Sans même parler de son caractère potentiellement iatrogène, l’efficacité réelle - en termes de réduction de mortalité - du dépistage organisé du cancer du sein continue de faire débat et le moins que l’on puisse en dire, c’est qu’elle n’apparaît pas comme allant de soi.
Divers facteurs expliquent ces incertitudes : qualité variable des données disponibles (études épidémiologiques, essais cliniques, méta-analyses), difficultés à définir des critères de jugement fiables (mortalité générale, mortalité par cancer du sein), forte implication politique teintée de nationalisme, angélisme médical se satisfaisant de simples hypothèses de travail tout en obérant la iatrogenèse (interventions sur des cancers à développement lent voire régressifs comme certains cancers in situ), etc.
C’est ainsi qu’une nouvelle publication d’origine finlandaise clame haut et fort, sans réserve, que « le dépistage organisé réduit la mortalité par cancer du sein ». Il s’agit d’une étude de cohorte rétrospective en population générale qui a cherché à démontrer une réduction de la mortalité par cancer du sein grâce au dépistage mammographique national en se référent à des taux de mortalité théoriques en l’absence de dépistage obtenus par modélisation statistique. La mortalité liée au cancer du sein apparaît ainsi réduite de 22 % (risque relatif 0,78 IC95 % 0,70-0,85) chez les patientes soumises au dépistage ce qui permet aux auteurs de conclure que le dépistage organisé en Finlande est efficace et réduit la probabilité de décéder par cancer du sein.

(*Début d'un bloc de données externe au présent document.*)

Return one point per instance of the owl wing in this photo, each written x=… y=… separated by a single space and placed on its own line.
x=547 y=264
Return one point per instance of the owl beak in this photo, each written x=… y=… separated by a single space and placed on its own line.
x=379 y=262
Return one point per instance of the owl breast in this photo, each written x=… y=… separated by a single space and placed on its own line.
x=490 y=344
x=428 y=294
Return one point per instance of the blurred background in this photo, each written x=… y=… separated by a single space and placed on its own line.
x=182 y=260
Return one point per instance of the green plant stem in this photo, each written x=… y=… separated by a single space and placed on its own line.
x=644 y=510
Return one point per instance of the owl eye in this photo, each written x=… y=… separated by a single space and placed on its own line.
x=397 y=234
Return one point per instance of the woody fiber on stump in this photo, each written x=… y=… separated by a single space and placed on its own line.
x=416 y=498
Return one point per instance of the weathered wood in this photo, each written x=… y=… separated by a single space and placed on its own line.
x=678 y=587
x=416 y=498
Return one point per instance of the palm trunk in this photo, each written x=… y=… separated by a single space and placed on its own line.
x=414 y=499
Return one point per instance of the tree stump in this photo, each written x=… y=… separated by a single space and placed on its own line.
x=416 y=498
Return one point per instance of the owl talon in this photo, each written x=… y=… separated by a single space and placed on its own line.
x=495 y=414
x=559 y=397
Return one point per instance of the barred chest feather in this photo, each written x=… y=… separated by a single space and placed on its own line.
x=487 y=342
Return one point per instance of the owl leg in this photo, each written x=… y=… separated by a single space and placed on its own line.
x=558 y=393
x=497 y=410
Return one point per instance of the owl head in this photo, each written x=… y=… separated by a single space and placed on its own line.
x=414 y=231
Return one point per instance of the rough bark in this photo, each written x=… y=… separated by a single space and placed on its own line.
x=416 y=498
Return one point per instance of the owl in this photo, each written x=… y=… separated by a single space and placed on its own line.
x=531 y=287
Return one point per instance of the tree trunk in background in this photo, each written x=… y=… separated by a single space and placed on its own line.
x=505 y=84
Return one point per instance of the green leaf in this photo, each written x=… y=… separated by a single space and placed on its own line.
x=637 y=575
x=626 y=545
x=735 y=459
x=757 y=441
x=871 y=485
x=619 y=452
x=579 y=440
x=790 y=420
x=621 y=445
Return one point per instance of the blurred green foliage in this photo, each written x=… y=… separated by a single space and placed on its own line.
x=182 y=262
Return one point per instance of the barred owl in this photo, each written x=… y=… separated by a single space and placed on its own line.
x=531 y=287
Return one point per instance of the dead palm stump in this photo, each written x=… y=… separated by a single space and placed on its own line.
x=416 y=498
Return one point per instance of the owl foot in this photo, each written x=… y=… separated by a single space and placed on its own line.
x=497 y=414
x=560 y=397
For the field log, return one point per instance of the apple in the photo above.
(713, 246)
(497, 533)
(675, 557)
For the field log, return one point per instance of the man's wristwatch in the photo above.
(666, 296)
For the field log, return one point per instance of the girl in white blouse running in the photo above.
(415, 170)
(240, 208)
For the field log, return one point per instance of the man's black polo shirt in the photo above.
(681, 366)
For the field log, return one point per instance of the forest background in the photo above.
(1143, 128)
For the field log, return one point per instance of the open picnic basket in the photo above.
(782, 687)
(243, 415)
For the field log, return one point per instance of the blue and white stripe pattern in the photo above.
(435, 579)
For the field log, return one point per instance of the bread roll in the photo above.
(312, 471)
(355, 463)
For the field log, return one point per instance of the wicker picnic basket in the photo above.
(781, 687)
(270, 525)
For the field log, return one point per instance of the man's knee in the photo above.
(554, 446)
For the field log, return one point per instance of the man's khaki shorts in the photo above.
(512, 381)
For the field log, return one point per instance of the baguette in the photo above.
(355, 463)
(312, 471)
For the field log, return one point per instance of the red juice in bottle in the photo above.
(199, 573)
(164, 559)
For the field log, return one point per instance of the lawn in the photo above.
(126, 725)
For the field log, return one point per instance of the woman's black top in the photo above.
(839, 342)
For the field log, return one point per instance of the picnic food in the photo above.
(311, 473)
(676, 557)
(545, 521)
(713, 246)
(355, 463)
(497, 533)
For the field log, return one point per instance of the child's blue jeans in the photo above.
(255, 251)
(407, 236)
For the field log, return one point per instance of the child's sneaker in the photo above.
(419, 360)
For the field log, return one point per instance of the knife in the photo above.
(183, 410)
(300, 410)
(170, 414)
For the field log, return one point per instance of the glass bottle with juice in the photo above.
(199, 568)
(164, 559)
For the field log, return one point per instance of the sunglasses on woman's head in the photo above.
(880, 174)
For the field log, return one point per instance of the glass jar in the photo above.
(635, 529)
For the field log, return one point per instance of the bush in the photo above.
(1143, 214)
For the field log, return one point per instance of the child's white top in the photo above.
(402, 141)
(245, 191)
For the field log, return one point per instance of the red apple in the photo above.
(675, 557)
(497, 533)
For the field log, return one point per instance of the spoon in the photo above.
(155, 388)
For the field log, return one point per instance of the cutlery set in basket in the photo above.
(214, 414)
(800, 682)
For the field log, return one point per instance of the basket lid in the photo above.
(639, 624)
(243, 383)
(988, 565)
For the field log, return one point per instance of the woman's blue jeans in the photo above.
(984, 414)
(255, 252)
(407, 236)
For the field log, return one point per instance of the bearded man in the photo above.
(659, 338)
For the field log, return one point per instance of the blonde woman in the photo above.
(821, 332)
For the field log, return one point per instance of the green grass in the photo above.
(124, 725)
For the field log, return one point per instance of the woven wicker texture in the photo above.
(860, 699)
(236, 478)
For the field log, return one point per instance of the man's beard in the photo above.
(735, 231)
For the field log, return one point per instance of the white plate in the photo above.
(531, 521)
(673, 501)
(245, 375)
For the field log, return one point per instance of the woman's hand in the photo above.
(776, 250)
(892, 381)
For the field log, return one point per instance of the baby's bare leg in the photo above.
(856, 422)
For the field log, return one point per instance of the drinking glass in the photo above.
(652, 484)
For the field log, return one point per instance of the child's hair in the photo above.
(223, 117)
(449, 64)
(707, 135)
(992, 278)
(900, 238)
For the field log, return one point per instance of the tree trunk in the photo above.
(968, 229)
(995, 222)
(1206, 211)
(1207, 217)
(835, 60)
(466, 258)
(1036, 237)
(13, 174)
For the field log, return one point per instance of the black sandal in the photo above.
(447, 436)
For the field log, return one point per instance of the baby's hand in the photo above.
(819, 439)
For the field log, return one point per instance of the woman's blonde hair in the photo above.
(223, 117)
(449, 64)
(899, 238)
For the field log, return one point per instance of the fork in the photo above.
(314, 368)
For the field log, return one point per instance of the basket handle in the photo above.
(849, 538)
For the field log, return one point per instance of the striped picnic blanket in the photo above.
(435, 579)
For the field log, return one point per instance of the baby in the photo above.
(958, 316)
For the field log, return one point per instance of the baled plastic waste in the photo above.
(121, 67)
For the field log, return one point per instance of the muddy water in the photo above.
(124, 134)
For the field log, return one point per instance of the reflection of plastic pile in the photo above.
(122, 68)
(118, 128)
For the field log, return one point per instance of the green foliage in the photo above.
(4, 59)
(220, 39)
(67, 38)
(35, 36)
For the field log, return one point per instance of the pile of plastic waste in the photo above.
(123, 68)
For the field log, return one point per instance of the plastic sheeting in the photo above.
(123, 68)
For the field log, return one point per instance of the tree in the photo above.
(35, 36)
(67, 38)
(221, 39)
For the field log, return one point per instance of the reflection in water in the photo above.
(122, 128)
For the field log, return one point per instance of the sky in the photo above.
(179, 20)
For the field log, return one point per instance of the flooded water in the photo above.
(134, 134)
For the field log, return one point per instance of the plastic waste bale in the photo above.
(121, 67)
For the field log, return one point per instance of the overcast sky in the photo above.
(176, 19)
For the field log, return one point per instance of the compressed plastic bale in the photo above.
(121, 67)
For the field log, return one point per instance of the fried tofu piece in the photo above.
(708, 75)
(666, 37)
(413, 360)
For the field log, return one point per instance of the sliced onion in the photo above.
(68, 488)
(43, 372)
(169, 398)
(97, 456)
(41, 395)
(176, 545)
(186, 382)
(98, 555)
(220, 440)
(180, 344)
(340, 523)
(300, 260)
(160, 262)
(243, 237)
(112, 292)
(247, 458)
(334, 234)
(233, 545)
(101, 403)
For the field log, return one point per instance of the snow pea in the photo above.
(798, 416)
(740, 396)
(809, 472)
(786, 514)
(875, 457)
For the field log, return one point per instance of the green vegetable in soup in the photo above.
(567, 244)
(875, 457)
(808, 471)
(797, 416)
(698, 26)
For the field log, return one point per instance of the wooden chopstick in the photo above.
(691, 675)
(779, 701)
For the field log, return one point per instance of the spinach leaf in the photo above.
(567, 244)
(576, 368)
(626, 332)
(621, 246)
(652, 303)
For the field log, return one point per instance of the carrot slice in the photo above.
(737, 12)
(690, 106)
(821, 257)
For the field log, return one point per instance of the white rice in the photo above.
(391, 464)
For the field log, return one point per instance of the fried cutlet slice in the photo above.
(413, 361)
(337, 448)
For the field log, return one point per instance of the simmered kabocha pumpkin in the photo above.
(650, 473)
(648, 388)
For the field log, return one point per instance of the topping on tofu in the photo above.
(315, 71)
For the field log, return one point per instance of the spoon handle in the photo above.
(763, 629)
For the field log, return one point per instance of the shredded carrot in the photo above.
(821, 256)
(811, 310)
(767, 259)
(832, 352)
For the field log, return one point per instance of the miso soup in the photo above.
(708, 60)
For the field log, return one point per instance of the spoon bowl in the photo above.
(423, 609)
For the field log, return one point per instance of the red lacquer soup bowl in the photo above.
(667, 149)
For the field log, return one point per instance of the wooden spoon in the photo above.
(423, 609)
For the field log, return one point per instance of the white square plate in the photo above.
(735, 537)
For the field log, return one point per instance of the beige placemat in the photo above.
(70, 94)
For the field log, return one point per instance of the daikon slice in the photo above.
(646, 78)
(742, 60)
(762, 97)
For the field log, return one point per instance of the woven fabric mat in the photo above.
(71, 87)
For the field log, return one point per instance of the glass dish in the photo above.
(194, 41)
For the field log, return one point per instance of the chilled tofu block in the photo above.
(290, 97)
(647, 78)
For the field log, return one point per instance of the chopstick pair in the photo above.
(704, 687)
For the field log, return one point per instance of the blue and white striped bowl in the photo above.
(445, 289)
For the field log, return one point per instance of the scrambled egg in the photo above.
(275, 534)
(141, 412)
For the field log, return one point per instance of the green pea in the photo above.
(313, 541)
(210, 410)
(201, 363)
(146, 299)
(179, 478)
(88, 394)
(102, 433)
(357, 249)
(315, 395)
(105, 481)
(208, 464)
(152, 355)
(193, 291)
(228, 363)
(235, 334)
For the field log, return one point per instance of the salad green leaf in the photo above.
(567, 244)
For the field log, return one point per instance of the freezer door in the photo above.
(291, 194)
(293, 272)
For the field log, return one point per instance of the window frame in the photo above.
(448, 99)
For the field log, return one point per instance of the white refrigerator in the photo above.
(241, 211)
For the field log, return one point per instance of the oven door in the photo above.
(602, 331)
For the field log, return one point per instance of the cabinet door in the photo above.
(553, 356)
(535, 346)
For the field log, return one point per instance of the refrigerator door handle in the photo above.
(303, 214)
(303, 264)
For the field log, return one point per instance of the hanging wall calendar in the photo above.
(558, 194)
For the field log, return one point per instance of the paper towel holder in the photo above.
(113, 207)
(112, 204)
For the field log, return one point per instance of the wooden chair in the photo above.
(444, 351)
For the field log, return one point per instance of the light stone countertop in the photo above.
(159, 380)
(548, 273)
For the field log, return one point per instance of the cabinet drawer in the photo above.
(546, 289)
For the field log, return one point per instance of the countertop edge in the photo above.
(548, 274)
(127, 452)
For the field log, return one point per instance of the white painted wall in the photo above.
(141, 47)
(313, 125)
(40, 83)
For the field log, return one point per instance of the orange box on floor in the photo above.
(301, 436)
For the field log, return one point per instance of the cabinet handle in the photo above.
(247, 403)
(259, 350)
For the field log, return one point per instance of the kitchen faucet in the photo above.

Rappelons que, seuls, les essais expérimentaux avec randomisation permettent ce type de conclusion.Or, en la matière, ils peinent justement à le faire. Une étude épidémiologique comme celle-ci, sans groupe témoin puisque basée sur une simple évaluation mathématique du taux de mortalité par cancer du sein en l’absence de dépistage, excluant les femmes de plus de 69 ans pourtant les plus souvent atteintes par ce cancer, n’autorise tout au plus qu’à suggérer des hypothèses de travail et certainement pas de porter des affirmations sans réserve.
Ce n’est pas avec ce genre de travail - qui s’apparente un peu à la méthode Coué ou au médicalement correct – qu’on va faire taire la polémique sur l’efficacité exacte du dépistage du cancer du sein.